Rift Valley fever

Rift Valley fever (RVF) is a viral disease of humans and livestock that can cause mild to severe symptoms. 

The mild symptoms include: fever, muscle pains, and headaches which often last for up to a week. 

Severe symptoms may include: loss of sight beginning three weeks after the infection, infections of the brain, causing severe headaches, confusion, bleeding and liver problems which may occur within the first few days. 

Bleeding associated with a mortality as high as 50%.

The disease is caused by the RVF virus, spread by either touching infected animal blood, breathing in the air around an infected animal being butchered, drinking raw milk from an infected animal, or the bite of infected mosquitoes. 

Contact with infected tissue is considered to be the main source of human infections.

Outbreaks of the disease have only occurred in Africa and Arabia. 
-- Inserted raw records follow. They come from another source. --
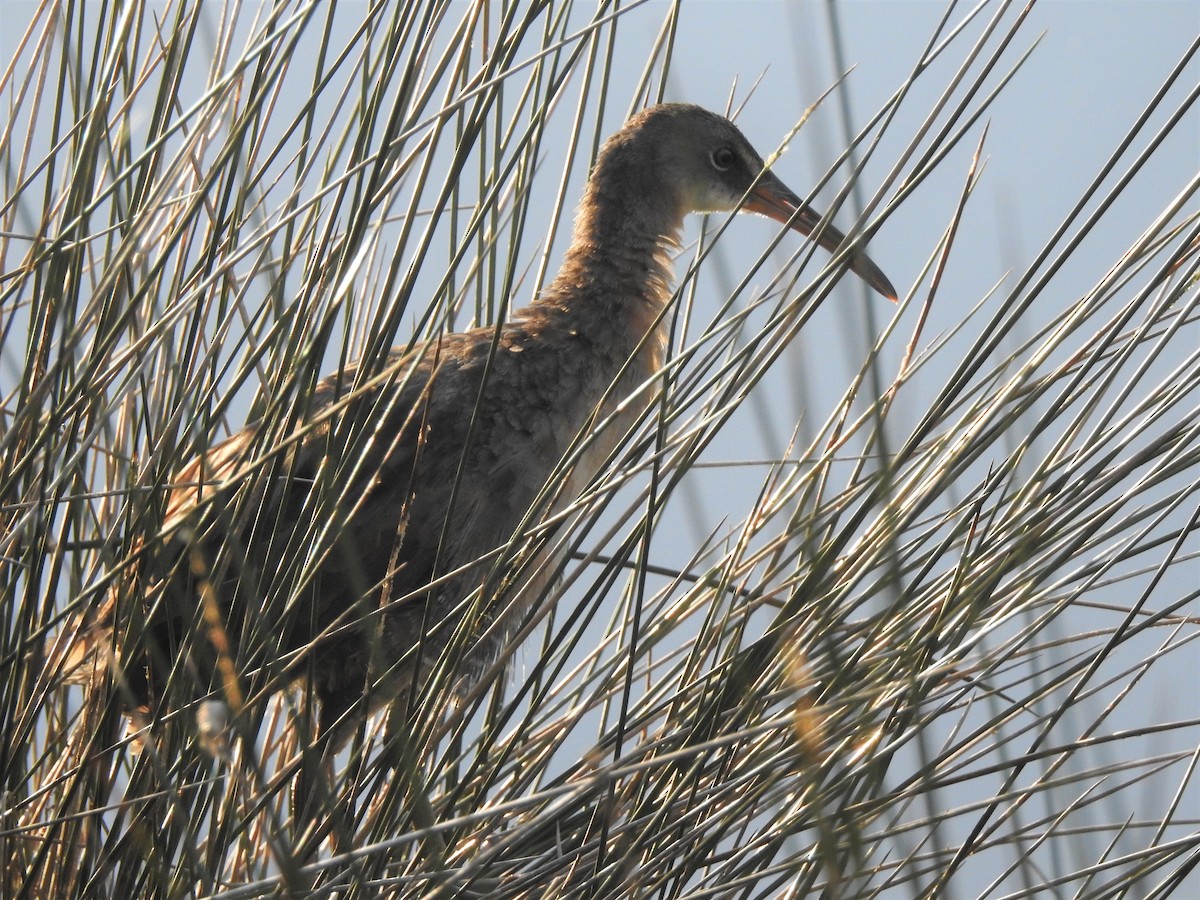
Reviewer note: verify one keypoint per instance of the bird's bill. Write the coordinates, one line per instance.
(773, 199)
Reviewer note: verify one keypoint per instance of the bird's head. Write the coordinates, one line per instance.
(682, 159)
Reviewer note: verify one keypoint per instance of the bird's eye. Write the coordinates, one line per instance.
(724, 157)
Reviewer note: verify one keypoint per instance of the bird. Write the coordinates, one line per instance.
(358, 552)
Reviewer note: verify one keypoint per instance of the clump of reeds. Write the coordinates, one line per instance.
(894, 670)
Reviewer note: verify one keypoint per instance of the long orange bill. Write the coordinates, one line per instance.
(772, 198)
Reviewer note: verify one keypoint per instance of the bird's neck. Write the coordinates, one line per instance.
(619, 262)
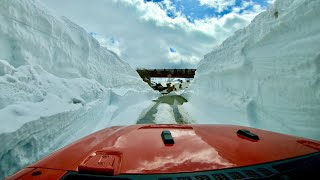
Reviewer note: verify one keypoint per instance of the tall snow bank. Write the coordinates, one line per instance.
(57, 84)
(266, 75)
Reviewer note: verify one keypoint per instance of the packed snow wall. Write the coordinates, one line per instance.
(266, 75)
(57, 84)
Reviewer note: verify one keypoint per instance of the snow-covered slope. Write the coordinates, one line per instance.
(57, 84)
(266, 75)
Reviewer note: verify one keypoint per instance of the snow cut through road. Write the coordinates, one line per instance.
(166, 110)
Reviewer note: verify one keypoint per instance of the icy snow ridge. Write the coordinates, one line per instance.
(266, 75)
(57, 84)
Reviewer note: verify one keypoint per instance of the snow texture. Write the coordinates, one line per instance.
(266, 75)
(57, 84)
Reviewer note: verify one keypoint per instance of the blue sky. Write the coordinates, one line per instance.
(192, 9)
(160, 33)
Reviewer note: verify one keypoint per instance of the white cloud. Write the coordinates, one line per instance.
(219, 5)
(145, 32)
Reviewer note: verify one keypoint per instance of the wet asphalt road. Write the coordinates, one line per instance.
(174, 101)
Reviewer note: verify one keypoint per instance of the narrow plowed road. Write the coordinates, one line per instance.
(174, 101)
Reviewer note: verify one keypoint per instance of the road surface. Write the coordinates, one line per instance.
(174, 101)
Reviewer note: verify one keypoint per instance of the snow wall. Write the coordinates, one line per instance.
(57, 84)
(266, 75)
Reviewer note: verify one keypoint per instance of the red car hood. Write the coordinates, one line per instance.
(139, 149)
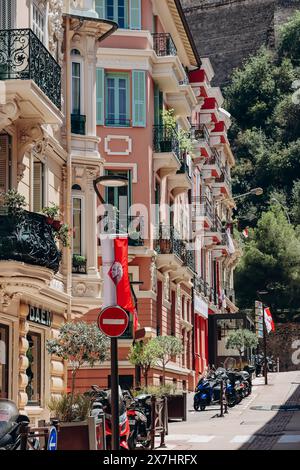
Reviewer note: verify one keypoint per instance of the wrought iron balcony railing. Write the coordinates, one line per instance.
(78, 122)
(165, 140)
(131, 225)
(169, 242)
(24, 57)
(202, 207)
(163, 44)
(28, 238)
(200, 132)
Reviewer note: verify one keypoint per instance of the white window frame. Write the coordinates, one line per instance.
(78, 195)
(78, 60)
(34, 26)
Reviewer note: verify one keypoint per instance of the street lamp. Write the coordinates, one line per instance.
(112, 182)
(283, 207)
(259, 294)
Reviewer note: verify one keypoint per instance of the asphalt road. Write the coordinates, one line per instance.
(253, 424)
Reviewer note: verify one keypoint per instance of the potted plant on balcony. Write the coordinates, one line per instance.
(78, 343)
(169, 129)
(61, 230)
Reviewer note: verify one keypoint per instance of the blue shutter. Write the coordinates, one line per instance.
(135, 15)
(100, 97)
(100, 8)
(139, 98)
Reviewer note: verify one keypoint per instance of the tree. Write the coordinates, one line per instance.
(241, 339)
(144, 355)
(79, 343)
(168, 347)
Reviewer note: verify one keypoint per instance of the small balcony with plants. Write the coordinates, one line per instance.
(29, 237)
(32, 74)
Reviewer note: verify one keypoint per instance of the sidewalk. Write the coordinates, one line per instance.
(256, 423)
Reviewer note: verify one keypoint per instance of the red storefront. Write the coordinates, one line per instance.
(200, 334)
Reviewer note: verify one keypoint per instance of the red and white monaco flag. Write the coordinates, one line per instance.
(270, 325)
(116, 285)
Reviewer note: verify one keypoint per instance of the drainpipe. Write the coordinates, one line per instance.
(68, 215)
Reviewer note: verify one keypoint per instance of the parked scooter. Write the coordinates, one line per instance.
(10, 427)
(139, 414)
(102, 402)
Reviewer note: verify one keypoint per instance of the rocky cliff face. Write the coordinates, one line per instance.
(228, 31)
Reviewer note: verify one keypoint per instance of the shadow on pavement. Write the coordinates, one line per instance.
(267, 436)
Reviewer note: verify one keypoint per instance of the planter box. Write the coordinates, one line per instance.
(177, 407)
(84, 435)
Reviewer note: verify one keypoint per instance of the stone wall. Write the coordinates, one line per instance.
(285, 344)
(228, 31)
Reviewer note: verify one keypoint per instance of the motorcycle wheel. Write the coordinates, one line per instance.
(196, 406)
(132, 441)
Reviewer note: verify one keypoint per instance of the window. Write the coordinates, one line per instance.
(77, 225)
(38, 185)
(76, 87)
(4, 162)
(33, 371)
(117, 100)
(117, 10)
(7, 14)
(4, 361)
(38, 22)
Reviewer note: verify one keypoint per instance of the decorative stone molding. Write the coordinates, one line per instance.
(111, 138)
(9, 112)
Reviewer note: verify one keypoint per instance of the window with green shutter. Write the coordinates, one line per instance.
(100, 96)
(139, 98)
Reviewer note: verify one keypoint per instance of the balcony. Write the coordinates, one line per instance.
(78, 123)
(202, 211)
(31, 73)
(166, 149)
(223, 185)
(212, 168)
(28, 238)
(168, 71)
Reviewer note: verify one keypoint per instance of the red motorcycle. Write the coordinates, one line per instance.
(102, 400)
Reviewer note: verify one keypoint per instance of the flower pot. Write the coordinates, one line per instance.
(56, 225)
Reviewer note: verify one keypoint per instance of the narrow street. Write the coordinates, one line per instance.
(256, 423)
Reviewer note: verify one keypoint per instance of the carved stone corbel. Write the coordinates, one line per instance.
(9, 112)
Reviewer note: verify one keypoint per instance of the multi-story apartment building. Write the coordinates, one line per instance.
(45, 48)
(178, 271)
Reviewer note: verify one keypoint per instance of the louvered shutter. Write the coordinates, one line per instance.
(139, 98)
(7, 14)
(100, 96)
(4, 167)
(37, 186)
(135, 14)
(100, 8)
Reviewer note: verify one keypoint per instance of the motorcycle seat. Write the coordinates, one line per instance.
(5, 428)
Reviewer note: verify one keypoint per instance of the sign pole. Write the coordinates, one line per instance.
(265, 349)
(115, 395)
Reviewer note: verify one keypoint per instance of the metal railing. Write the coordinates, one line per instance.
(24, 57)
(200, 132)
(78, 122)
(165, 140)
(163, 44)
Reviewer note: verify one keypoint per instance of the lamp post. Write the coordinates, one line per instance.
(283, 207)
(260, 293)
(112, 182)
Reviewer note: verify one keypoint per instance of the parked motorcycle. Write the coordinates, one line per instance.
(139, 414)
(10, 427)
(101, 402)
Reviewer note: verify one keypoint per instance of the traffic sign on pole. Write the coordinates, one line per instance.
(113, 321)
(52, 439)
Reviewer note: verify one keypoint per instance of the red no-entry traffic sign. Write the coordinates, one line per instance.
(113, 321)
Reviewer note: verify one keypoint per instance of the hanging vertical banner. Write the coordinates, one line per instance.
(116, 285)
Outbreaks usually occur during periods of increased rain which increase the number of mosquitoes.

Animals such as cows, sheep, goats, and camels may be affected. 

Spread is mostly by mosquitoes.

It does not appear to be transmissible from one person to another.

The disease is diagnosed by finding antibodies against the virus or the virus itself in the blood.

Prevention of the disease in humans is accomplished by vaccinating animals against the disease. 

Restricting the movement of animals during an outbreak may also be useful, as may decreasing mosquito numbers and avoiding their bites. 

There is a human vaccine available that is not not widely available. 

There is no specific treatment and medical efforts are supportive.

The virus can cause several syndromes. 

Usually, there are no symptoms or only a mild illness with fever, headache, muscle pains, and liver abnormalities. 

In a small percentage of cases (< 2%), the illness can progress to hemorrhagic fever syndrome, meningoencephalitis, or affect the eye. 

Patients who become ill usually experience fever, generalized weakness, back pain, dizziness, and weight loss at the onset of the illness. 

Typically recovery occurs within two to seven days after onset. 

About 1% of people with the disease die of it. 

In livestock, the fatality level is significantly higher. 

Pregnant livestock infected with RVF abort virtually 100% of fetuses. 

An animal disease epidemic of RVF is usually first indicated by a wave of unexplained abortions, and other 

signs include vomiting and diarrhea, respiratory disease, fever, lethargy, anorexia and sudden death in young animals.

Rift Valley fever cause is the phlebovirus.

It is an order of enveloped negative single stranded RNA virus.

It delivers its genome into the host-cell cytoplasm by fusing their envelope with an endosomal membrane.

The virus is transmitted through mosquito vectors, as well as through contact with the tissue of infected animals. 

Two species—Culex tritaeniorhynchus and Aedes vexans—are known to transmit the virus.

There are other mosquito vectors.

The virus has been isolated from two bat species, which are believed to be reservoirs for the virus.

RVFV’s RNA play an important role in the virus’ pathology, the nonstructural protein encoded on the S segment (NSs)  has been found to directly affect the host. 

NSs is hostile against the host interferon (IFNs) antiviral response.

NSs affects regular activity of double-stranded RNA-dependent protein kinase R, that is is involved in cellular antiviral responses in the host. 

When RVFV is able to enter the host’s DNA, NSs forms a filamentous structure in the nucleus, allowing  the virus to interact with specific areas of the host’s DNA that relates to segregation defects and induction of chromosome continuity. 

This increases host infectivity and decreases the host’s antiviral response.

Diagnosis of Rit Valley Fever relies on viral isolation from tissues, or serological testing with an ELISA.

Other methods of diagnosis include Nucleic Acid Testing (NAT), cell culture, and IgM antibody assays.

Prevention includes taking measures to decrease contact with blood, body fluids, or tissues of infected animals and protection against mosquitoes and other bloodsucking insects. 

Use of mosquito repellents and bed nets are two effective methods. 

protective equipment to avoid any exposure to blood or tissues of animals that may potentially be infected is an important protective measure.

No vaccines are currently available.

RVF outbreaks occur across sub-Saharan Africa, with outbreaks occurring elsewhere infrequently. 

Outbreaks usually correspond with the warm phases of the EI Niño, increase in rainfall, flooding and greenness of vegetation index, which leads to an increase in mosquito vectors.